When she came to, she was on the bed, her arm in a stabilizer, with Mira working on the gash on her hip.
“Nothing hurts.”
“Not for the moment.”
“But I feel . . . Crap, you gave me something. I feel weird.”
“It’ll pass.”
“How bad is it?”
“Bad enough. You’ve been stabbed, beaten, choked, and had your arm nearly twisted off. But you’ll heal.”
“Don’t be mad.” Eve smiled at her. Drugs always made her stupid. “He was going to rape me. For a minute when it was crazy, I thought he was raping me. But he didn’t get the chance.”
“No.” Mira laid her hand on Eve’s cheek. “You stopped him.”
“You got blood on you. You always look so pretty, and you got blood on your dress, suit, skirt. Whatever. Sorry.”
“It’s all right. I’m nearly done.”
“Okay. Am I naked?”
“Not quite.”
“Good, ’cause that’s just embarrassing. Roarke? Where’s Roarke?”
“I convinced him I could take care of you while he spoke with the police, gave a statement. He’s contacting Darlie for you. You can speak with her a little later if you like.”

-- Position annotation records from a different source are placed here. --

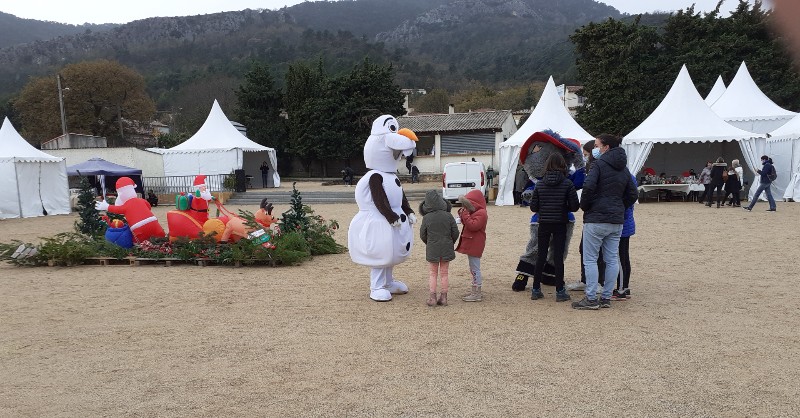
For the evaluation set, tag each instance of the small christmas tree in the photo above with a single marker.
(89, 223)
(296, 218)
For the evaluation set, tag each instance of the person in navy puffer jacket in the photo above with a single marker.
(553, 198)
(623, 292)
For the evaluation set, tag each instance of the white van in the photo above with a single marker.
(460, 178)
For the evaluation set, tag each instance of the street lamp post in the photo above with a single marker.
(61, 103)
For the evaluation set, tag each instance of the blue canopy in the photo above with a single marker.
(100, 167)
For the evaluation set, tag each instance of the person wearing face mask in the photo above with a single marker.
(767, 173)
(607, 192)
(705, 180)
(588, 148)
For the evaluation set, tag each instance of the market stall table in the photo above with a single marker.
(683, 188)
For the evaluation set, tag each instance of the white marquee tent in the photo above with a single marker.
(216, 148)
(33, 183)
(745, 106)
(784, 149)
(549, 113)
(716, 92)
(682, 120)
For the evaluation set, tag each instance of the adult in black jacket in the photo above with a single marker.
(767, 173)
(718, 176)
(553, 197)
(607, 192)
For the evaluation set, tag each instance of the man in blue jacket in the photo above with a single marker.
(607, 192)
(768, 175)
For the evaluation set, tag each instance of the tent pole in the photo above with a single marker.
(19, 197)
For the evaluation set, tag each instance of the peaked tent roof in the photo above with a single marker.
(549, 113)
(716, 92)
(98, 166)
(217, 133)
(790, 129)
(743, 100)
(683, 116)
(14, 147)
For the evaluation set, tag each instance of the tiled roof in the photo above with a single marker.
(472, 121)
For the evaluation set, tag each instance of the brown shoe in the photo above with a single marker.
(442, 299)
(432, 299)
(476, 296)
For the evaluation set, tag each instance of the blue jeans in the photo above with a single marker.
(605, 236)
(763, 187)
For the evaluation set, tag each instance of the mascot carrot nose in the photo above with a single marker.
(408, 133)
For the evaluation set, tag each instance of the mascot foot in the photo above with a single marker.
(519, 283)
(397, 288)
(380, 295)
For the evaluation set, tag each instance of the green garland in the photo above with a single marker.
(304, 235)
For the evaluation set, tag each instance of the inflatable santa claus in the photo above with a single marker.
(198, 206)
(136, 211)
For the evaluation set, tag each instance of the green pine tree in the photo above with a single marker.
(89, 223)
(296, 218)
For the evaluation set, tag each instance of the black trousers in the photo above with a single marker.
(558, 233)
(625, 263)
(601, 265)
(706, 192)
(720, 193)
(735, 199)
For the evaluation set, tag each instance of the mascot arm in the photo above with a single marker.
(380, 199)
(405, 206)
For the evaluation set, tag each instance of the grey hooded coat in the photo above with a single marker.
(439, 230)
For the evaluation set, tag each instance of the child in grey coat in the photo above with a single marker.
(439, 232)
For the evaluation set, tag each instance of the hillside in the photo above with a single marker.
(15, 30)
(431, 43)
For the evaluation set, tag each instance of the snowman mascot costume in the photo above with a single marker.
(380, 235)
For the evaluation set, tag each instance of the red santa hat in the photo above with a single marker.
(125, 182)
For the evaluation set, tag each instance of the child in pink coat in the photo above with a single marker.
(473, 217)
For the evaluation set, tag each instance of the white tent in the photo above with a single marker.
(683, 117)
(716, 92)
(784, 149)
(549, 113)
(745, 106)
(33, 183)
(216, 148)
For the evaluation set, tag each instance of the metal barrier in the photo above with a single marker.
(177, 184)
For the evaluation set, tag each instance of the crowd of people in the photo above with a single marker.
(607, 199)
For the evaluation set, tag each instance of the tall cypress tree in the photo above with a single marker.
(89, 222)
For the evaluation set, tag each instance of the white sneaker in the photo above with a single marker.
(575, 286)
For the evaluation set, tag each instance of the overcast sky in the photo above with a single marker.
(105, 11)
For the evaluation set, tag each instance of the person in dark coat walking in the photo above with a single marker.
(607, 192)
(553, 197)
(439, 232)
(719, 174)
(767, 176)
(264, 174)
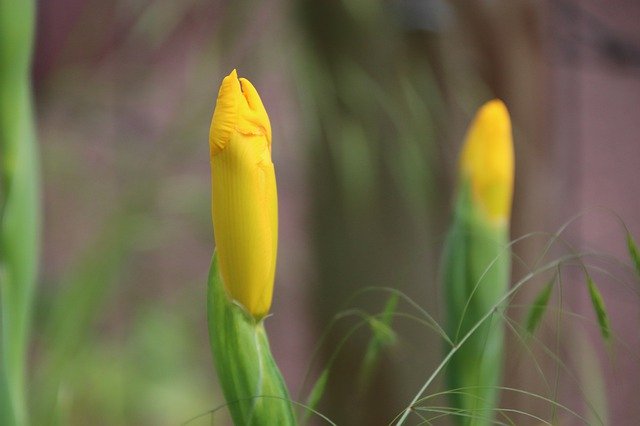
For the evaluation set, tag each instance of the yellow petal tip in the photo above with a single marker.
(487, 160)
(244, 195)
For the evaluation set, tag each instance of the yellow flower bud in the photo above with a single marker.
(244, 196)
(487, 161)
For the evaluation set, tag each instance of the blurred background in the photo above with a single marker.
(369, 102)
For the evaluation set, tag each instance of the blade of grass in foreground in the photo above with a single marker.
(20, 209)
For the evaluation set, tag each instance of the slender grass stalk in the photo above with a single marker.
(20, 208)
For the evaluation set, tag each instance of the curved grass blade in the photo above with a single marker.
(633, 252)
(539, 307)
(600, 309)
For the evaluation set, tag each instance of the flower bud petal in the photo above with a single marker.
(244, 196)
(487, 160)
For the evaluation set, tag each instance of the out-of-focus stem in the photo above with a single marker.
(20, 204)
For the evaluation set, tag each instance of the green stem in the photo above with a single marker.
(250, 379)
(20, 208)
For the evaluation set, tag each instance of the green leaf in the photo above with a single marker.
(250, 379)
(539, 307)
(601, 311)
(383, 335)
(633, 252)
(316, 394)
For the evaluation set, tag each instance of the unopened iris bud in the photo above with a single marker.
(244, 196)
(487, 162)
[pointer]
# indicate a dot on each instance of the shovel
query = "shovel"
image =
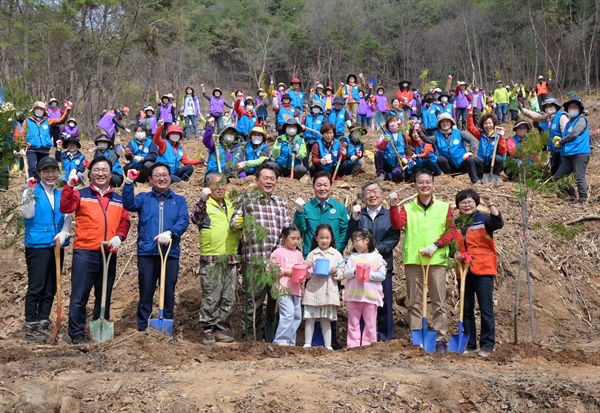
(101, 329)
(423, 337)
(458, 342)
(58, 292)
(162, 324)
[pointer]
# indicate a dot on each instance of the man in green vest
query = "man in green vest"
(218, 260)
(428, 230)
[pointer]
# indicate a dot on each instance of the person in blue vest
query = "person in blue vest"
(36, 130)
(387, 164)
(104, 148)
(258, 151)
(577, 149)
(45, 225)
(429, 114)
(71, 159)
(327, 152)
(231, 151)
(142, 153)
(353, 159)
(171, 152)
(247, 117)
(296, 96)
(163, 218)
(288, 151)
(313, 122)
(339, 117)
(451, 150)
(283, 111)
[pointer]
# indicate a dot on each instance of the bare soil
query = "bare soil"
(150, 372)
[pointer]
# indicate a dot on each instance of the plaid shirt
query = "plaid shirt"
(271, 213)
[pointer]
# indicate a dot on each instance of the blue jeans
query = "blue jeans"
(481, 287)
(191, 120)
(290, 317)
(501, 111)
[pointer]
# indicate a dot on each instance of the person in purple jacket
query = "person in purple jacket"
(217, 102)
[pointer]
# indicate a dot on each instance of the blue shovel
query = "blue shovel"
(423, 337)
(162, 324)
(458, 342)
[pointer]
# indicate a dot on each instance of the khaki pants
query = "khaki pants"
(436, 286)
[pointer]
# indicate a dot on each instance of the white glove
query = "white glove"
(163, 237)
(205, 194)
(429, 250)
(300, 204)
(61, 237)
(356, 209)
(114, 243)
(73, 178)
(393, 199)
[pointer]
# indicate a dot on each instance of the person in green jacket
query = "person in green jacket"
(219, 259)
(501, 100)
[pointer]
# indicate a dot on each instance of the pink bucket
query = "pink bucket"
(299, 273)
(363, 272)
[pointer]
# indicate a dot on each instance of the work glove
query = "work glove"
(300, 204)
(114, 244)
(73, 178)
(132, 175)
(393, 199)
(356, 209)
(61, 237)
(429, 250)
(163, 238)
(206, 192)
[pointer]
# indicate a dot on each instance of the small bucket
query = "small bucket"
(363, 272)
(299, 273)
(321, 267)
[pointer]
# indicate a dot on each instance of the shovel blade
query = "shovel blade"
(424, 338)
(161, 324)
(458, 342)
(102, 330)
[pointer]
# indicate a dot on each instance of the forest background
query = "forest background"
(100, 54)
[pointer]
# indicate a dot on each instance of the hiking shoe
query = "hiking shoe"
(33, 333)
(208, 338)
(221, 337)
(78, 340)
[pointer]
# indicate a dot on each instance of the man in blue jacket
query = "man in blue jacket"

“He loves me. Roarke, I mean. He loves me.”
“Oh, so very much.”
“Nobody did before. Before Mavis, she just wouldn’t give up and leave me alone. And Feeney. But he’d feel weird saying the whole love thing, so . . .” She mimed zipping fingers over her lips.
“But Roarke doesn’t feel weird about it. He’s full of it, the love, I mean. And when he loves me, things that never worked in me did—do. It was easier when they didn’t work, but it’s better when they do. You know?”
“I do. You should rest now.”
“Want to finish, give my report. Is my face messed up? I hate when that happens. Not like I’m pretty or anything, but—”
“You’re the most beautiful woman ever born,” Roarke said from the doorway, and Eve sent him a woozy, drugged smile.
“See, told ya he’s full of it. Gonna give my report, then let’s go home, ’kay? Let’s all go home.”
He walked over, sat on the side of the bed. “Let’s.”
EPILOGUE
M
ira refused to clear her for travel for twenty-four hours, and Mira was a nut that wouldn’t crack. Still it gave Eve time to sort out all the details and tie them off.
“McQueen’s being transferred to off-planet max-security facilities on a prison transport,” she told Roarke. “But the Dallas PSD and the feds have filed the additional charges. He’ll stand trial by holo.”
“You’ll have to testify.”
“With extreme pleasure. How’s your hotel security woman, and the guest?”
“Recovered. We’ll be implementing some changes in our security procedures in that hotel.”
“Nobody could’ve foreseen what he’d do. It was lunacy.”
“But it worked, didn’t it?” And that he’d never forget. “He got to you.”
“You and I both know that with some skill, a lot of determination and luck, anybody can get to anybody, anywhere. That’s why we have cops.”
She leaned back. God, she hated to fly, but at least this time, the shuttle headed in the right direction.
“And how’s my cop?”
“Feeling pretty good, actually. The arm’s the worst of it.”
“You slept well last night.”
“Hard not to, loaded up with tranqs.” She took his hand. “I know I’m going to have to think about it, deal with it. The whole ugly mess of it. But I can, because in the end I did the job. You helped me to do it.”
“I always wondered, if such things were possible, if I’d go back, kill your father to spare you that. Then I stood in that room in Dallas and saw so clearly what happened that night, what he’d put you through, what he’d done.”
He brought her hand to his lips, the hand he’d covered with his on the knife, sharing the blood with her. “I could have taken the knife from you and put it into his heart. McQueen, your father. I could have done that.”
“You didn’t.”
“No. You loved me, and things in me that didn’t work did, and do.”
“You heard me,” she murmured. “With Mira.”
“I did. And I can say to you it was easier when they didn’t work, but it’s better, very much better, when they do.”
She leaned her head on his shoulder. “For two people who started out so fucked up, we’re okay.”
Beside him, she watched out the window, ignored the pitching in her stomach on descent. The cat leaped onto her lap, circled with his questing claws, settled.
And beside Roarke, with the cat snoring, she watched New York break through the clouds.
Dallas to New York, she thought. Where she belonged.